The Unfinished part and Future work
Beside the code above, we still have lots stuff remain unfinished during the GSoC 2020. Here is the list:
NO Tokenizer:
One of the best part about huggingface/transformers is that they wrap the tokenizer in a way that can be easy use. They even support multiple language and several pre-processing pipelines. Unfortunately, this work is too large to fit in the schedule with other workload. What's worse is that without the tokenizer, we cannot upload our trained model to Huggingface's model hub. Currently we can only keep use the old tokenizer from Transformers.jl to train the model, but implementing the tokenizer part will be on the top priority of the future development of this package.
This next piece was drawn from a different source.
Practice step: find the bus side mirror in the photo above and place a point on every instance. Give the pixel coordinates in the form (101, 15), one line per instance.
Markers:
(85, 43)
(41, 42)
Only support small amount of model kind:
There several model supported by huggingface/transformers, and we only implement 3 of them during the coding period. Since the model are manually translate from Python+Pytorch code to Julia+Flux code, each model require several days to keep the Julia API consistent with Python's. We'll add more model implementation in the Future once the tokenizer problem is fixed.
Lack of examples and tutorial:
Up to now, we didn't provide any complete training example with Transformers.HuggingFace
.
Conclusion
After the GSoC 2020, we have a package that can get the pretrain model from Huggingface and train the model in pure Julia and Flux. Moreover we can also save the model for Python to use. Although there are still some stuff need to be done, this should step-by-step improve the status of NLP with JuliaLang.
Acknowledgement
Thanks the JuliaLang and Julia Community for these opportunities. Especially thanks to my mentors, Avik Sengupta, Jun Tian, and Dhairya Gandhi. This project won't be exist without their help.
After the GSoC, I will keep developing the package. Hopefully, The project could be the bridge between two communities and start the emergence of JuliaLang on the list of recommendation for NLP projects.